See the latest release notes
and latest documentation. Docs in
javadoc.io are available 24h after release. Read also
about semantic versioning in Mockito.
Older 1.x and 2.x releases are available in Central Repository and javadoc.io (documentation).
All you want to know about Mockito is hosted at The Mockito Site which is Open Source and likes pull requests, too.
Want to contribute? Take a look at the Contributing Guide.
Enjoy Mockito!
- Search / Ask question on stackoverflow
- Go to the mockito mailing-list (moderated)
- Open a ticket in GitHub issue tracker
To build locally:
./gradlew build
To develop in IntelliJ IDEA you can use built-in Gradle import wizard in IDEA. Alternatively generate the importable IDEA metadata files using:
./gradlew idea
Then, open the generated *.ipr file in IDEA.
- Every change on the main development branch is released as -SNAPSHOT version to Sonatype snapshot repo at https://s01.oss.sonatype.org/content/repositories/snapshots/org/mockito/mockito-core.
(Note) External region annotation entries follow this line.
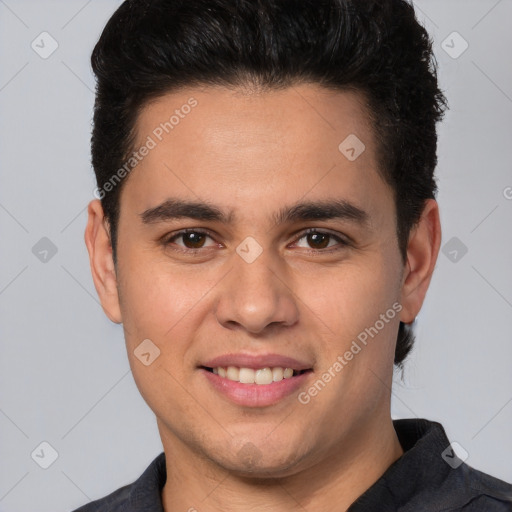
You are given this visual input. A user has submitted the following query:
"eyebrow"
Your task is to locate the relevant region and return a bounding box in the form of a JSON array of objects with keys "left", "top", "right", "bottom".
[{"left": 140, "top": 198, "right": 370, "bottom": 227}]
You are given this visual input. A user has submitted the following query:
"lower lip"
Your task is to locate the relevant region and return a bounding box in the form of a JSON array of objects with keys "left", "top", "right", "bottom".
[{"left": 200, "top": 368, "right": 313, "bottom": 407}]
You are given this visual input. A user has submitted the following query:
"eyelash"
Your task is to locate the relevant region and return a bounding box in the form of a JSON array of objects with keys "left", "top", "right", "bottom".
[{"left": 163, "top": 228, "right": 350, "bottom": 254}]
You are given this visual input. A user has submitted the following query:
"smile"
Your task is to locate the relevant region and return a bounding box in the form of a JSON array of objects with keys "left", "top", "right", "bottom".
[{"left": 204, "top": 366, "right": 309, "bottom": 386}]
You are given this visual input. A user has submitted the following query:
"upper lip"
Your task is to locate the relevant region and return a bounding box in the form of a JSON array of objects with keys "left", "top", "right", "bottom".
[{"left": 201, "top": 353, "right": 312, "bottom": 370}]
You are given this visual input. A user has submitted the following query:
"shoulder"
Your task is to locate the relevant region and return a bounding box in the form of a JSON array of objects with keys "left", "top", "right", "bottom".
[
  {"left": 73, "top": 484, "right": 133, "bottom": 512},
  {"left": 68, "top": 452, "right": 167, "bottom": 512}
]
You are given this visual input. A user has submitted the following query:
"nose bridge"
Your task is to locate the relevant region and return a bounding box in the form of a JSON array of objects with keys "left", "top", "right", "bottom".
[{"left": 216, "top": 242, "right": 298, "bottom": 333}]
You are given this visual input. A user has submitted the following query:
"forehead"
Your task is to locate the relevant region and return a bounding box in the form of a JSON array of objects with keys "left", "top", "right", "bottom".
[{"left": 121, "top": 84, "right": 392, "bottom": 225}]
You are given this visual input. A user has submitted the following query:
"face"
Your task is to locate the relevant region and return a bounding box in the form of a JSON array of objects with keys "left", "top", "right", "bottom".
[{"left": 85, "top": 85, "right": 436, "bottom": 476}]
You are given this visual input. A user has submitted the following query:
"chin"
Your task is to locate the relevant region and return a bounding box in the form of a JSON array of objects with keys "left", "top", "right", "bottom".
[{"left": 211, "top": 442, "right": 308, "bottom": 479}]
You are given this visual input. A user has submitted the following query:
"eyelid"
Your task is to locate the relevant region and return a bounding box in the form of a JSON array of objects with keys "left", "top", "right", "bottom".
[{"left": 294, "top": 228, "right": 352, "bottom": 253}]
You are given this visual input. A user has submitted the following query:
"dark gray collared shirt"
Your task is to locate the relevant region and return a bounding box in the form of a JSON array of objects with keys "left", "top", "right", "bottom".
[{"left": 74, "top": 419, "right": 512, "bottom": 512}]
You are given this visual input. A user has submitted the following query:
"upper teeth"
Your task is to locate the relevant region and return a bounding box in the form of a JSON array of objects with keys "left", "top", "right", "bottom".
[{"left": 212, "top": 366, "right": 293, "bottom": 384}]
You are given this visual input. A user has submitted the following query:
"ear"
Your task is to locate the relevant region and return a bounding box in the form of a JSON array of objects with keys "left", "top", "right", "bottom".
[
  {"left": 84, "top": 199, "right": 122, "bottom": 323},
  {"left": 400, "top": 199, "right": 441, "bottom": 323}
]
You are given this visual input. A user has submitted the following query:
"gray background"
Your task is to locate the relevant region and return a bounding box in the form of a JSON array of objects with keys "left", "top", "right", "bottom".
[{"left": 0, "top": 0, "right": 512, "bottom": 512}]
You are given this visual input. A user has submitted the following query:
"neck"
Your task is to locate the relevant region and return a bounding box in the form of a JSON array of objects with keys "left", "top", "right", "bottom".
[{"left": 160, "top": 415, "right": 403, "bottom": 512}]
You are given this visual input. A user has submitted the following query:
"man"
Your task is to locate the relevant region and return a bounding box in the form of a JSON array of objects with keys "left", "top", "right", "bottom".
[{"left": 75, "top": 0, "right": 512, "bottom": 512}]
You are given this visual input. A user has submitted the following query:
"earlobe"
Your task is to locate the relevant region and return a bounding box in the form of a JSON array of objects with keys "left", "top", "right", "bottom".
[
  {"left": 84, "top": 199, "right": 122, "bottom": 323},
  {"left": 400, "top": 199, "right": 441, "bottom": 323}
]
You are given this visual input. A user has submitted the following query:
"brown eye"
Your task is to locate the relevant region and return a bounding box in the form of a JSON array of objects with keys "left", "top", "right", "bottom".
[
  {"left": 296, "top": 229, "right": 349, "bottom": 252},
  {"left": 164, "top": 229, "right": 211, "bottom": 251},
  {"left": 307, "top": 233, "right": 331, "bottom": 249},
  {"left": 180, "top": 232, "right": 206, "bottom": 249}
]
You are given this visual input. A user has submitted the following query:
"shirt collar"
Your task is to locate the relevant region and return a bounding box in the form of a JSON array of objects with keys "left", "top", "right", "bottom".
[{"left": 123, "top": 419, "right": 464, "bottom": 512}]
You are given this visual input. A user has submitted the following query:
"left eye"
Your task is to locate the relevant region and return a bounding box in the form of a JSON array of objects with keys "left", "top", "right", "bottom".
[
  {"left": 297, "top": 230, "right": 347, "bottom": 250},
  {"left": 166, "top": 231, "right": 217, "bottom": 249}
]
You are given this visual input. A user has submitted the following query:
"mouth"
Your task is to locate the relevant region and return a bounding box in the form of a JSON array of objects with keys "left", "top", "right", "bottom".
[{"left": 200, "top": 366, "right": 313, "bottom": 386}]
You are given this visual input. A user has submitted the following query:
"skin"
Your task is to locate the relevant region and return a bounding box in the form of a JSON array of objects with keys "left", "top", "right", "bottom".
[{"left": 85, "top": 84, "right": 441, "bottom": 512}]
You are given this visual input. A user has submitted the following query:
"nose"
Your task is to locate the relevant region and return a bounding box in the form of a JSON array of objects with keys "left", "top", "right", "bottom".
[{"left": 215, "top": 244, "right": 299, "bottom": 334}]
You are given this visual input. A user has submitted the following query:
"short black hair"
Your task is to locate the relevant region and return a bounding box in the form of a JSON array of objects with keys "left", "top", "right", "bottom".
[{"left": 91, "top": 0, "right": 447, "bottom": 367}]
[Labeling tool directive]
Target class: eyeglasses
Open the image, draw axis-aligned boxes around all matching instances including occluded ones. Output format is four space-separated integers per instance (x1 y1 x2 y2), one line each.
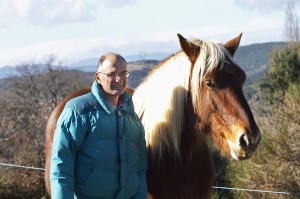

- In order to release a non-snapshot version to Maven Central push an annotated tag, for example:
git tag -a -m "Release 3.4.5" v3.4.5
git push origin v3.4.5
- At the moment, you may not create releases from GitHub Web UI. Doing so will make the CI build fail because the CI creates the changelog and posts to GitHub releases. We'll support this in the future.